Aurais-tu le droit seulement de l’inventer ? Céline parle sans doute avec plus de passion de tel ou tel philosophe dont elle se sent proche. Ses Terminale L lui ont demandé, un jour qu’elle tentait de clarifier le concept de l’impératif catégorique, si Kant était son philosophe préféré. Elle a nié en riant, et de fait ils s’étaient trompé (elle n’a pas l’âme assez mathématique). Son philosophe préféré n’est pas une marque d’originalité, elle essaie de ne pas avoir non plus de classe préférée (ou d’élèves à qui elle aimerait proposer d’aller courir avec elle un jour). Un élève de Terminale S lui a demandé ce qu’il fallait apprendre par cœur. Les élèves de Terminale ES voulaient savoir quel était le plus important des philosophes. Elle aimerait être leur prof préférée.

mardi 7 décembre 2021

Dystopique il y a peu encore

(34/n)

[octobre 2020]

Tu as rêvé que tu étais dans une gare, pressé de te rendre quelque part, tu sortais du train et prenais conscience que tu n’avais pas de masque. (Comme cette simple phrase aurait paru dystopique il y a peu encore… Et ce rêve, d’emblée étrange alors que non, rien de plus quotidien, tu sors du train, dans la gare tout le monde est masqué.) Il y a foule et tu es inquiet, tu plaques un pull sorti de ton sac sur ton nez. Tu guettes aussi la présence des policiers qu’il te faut éviter. Arrivé à un guichet, tu demandes si on peut te fournir un masque, tu as oublié le tien… L’homme te regarde avec réprobation (ce froncement de sourcils que tu interprètes) et te tend sans un mot un stylo.
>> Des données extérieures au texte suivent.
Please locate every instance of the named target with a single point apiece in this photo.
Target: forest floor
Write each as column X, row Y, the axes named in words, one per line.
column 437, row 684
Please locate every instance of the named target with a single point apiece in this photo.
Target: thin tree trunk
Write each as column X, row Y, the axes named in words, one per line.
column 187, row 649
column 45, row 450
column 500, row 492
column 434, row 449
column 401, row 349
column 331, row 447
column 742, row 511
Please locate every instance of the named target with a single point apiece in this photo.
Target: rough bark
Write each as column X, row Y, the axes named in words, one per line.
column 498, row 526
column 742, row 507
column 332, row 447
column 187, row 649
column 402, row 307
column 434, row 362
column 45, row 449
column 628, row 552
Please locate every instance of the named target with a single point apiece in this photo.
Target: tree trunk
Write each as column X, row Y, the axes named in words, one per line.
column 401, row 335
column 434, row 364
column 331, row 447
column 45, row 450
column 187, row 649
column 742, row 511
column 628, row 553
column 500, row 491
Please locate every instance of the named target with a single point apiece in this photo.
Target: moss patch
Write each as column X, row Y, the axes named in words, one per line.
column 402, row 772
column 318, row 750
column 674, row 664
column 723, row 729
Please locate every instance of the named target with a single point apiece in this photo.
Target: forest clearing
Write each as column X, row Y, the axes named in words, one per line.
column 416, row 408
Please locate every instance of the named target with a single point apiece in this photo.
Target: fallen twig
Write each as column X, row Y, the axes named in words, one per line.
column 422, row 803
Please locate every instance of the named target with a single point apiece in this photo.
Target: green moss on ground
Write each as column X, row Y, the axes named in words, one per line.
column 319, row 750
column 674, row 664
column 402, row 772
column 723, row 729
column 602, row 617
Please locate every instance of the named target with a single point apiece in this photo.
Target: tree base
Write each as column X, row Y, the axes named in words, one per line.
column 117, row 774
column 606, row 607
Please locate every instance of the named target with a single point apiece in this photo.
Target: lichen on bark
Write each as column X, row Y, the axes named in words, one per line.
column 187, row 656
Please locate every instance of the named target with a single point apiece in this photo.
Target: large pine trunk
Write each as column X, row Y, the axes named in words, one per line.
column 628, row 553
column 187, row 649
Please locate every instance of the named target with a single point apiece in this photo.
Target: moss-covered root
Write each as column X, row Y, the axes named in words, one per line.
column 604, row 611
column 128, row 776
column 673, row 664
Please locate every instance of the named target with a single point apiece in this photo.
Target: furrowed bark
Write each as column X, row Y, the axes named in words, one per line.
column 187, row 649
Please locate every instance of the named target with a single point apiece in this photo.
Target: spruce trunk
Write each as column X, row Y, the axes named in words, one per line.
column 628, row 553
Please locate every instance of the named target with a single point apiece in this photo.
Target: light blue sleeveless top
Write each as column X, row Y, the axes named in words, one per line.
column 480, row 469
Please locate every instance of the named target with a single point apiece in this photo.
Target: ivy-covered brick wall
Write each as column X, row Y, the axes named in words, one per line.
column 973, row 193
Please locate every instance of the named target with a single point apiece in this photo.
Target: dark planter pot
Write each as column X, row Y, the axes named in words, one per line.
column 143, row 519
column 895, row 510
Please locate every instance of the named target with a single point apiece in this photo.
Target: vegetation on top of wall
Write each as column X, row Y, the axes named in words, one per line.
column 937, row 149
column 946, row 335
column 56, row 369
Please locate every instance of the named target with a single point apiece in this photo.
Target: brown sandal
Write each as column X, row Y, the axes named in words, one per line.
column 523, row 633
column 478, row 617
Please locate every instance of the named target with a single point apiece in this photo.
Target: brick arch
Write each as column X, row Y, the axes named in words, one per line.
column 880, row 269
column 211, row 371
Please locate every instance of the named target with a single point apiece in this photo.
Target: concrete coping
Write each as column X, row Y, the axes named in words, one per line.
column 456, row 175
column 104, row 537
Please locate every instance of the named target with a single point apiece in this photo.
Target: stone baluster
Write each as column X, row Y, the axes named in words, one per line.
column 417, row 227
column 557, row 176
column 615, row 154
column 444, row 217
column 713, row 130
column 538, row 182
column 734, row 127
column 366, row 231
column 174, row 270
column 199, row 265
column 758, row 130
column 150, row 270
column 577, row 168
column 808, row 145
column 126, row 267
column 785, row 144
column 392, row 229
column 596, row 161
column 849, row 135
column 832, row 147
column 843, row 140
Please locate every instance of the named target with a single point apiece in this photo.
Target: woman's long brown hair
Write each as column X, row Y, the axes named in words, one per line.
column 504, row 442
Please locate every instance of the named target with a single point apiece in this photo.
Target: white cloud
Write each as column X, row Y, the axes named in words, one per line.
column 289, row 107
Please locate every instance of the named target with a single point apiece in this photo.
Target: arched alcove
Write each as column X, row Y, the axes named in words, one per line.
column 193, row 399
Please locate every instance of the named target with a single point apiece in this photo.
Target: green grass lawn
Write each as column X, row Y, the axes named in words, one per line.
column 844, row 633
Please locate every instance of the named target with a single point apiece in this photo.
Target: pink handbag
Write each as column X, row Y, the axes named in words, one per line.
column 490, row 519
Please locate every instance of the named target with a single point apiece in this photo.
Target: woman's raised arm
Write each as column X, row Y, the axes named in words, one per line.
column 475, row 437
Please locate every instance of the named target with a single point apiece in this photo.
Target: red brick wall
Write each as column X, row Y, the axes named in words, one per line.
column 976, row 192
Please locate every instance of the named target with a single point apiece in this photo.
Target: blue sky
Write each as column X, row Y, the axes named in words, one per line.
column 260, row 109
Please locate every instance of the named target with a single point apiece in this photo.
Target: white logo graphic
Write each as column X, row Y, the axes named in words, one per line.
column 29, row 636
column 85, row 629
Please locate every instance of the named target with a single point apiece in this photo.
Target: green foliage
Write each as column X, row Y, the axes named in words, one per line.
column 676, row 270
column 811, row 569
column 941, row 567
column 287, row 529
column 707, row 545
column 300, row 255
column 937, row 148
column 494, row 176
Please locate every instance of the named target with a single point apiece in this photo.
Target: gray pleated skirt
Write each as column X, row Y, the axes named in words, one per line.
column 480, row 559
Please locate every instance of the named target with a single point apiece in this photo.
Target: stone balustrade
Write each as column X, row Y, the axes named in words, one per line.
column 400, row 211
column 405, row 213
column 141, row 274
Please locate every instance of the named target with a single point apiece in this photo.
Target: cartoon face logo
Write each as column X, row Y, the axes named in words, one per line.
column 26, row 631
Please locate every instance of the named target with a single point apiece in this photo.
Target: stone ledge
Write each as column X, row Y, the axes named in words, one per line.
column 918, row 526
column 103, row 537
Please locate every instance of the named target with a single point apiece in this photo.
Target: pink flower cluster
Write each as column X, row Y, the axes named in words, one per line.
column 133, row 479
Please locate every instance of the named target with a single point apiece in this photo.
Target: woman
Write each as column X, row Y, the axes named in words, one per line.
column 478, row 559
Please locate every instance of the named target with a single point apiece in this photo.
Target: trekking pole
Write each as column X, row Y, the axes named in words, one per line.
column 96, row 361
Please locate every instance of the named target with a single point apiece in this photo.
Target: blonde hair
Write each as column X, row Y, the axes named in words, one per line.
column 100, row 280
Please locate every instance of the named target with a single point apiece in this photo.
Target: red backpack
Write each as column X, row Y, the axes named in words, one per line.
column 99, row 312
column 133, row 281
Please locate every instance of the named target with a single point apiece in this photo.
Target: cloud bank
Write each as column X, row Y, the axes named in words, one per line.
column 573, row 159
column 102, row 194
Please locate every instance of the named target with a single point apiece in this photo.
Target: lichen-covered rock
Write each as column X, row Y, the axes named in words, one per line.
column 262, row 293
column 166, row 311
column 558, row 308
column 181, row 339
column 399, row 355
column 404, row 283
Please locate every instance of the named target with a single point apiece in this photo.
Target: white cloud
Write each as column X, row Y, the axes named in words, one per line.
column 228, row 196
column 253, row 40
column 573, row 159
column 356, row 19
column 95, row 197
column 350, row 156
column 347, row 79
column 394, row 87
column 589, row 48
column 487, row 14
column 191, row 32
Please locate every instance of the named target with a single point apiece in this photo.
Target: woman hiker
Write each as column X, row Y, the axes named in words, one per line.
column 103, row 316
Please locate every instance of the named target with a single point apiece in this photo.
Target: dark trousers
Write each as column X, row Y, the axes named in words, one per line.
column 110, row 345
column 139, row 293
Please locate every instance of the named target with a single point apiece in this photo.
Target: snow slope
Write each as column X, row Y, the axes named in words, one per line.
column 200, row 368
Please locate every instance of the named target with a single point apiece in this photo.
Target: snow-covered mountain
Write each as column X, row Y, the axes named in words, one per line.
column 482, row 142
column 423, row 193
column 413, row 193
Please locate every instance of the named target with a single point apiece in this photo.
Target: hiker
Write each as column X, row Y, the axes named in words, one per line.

Alors bien sûr, écrire est une solution. Il n’en reste pas beaucoup. On te dit de faire attention tout de même, vu le climat fasciste qui se répand sur le pays. Céline et Rémi pourraient être mis en garde à vue et condamnés. Peut-être Youssef comprend-il davantage qu’il n’en laisse croire mais à juste titre il se méfie. Vaut-il mieux qu’on l’inscrive sur une liste ? Ou qu’il saute dans un wagon la nuit qui partirait vers le nord, puis l’ouest, vers l’île promise... Les deux ne sont pas incompatibles, raisonne Rémi. Céline a pensé à inviter Youssef à sortir courir avec elle, avant de se traiter d’idiote (son bol d'air, papiers en règle dans la banane). Elle y va seule. Elle respire le plus amplement possible.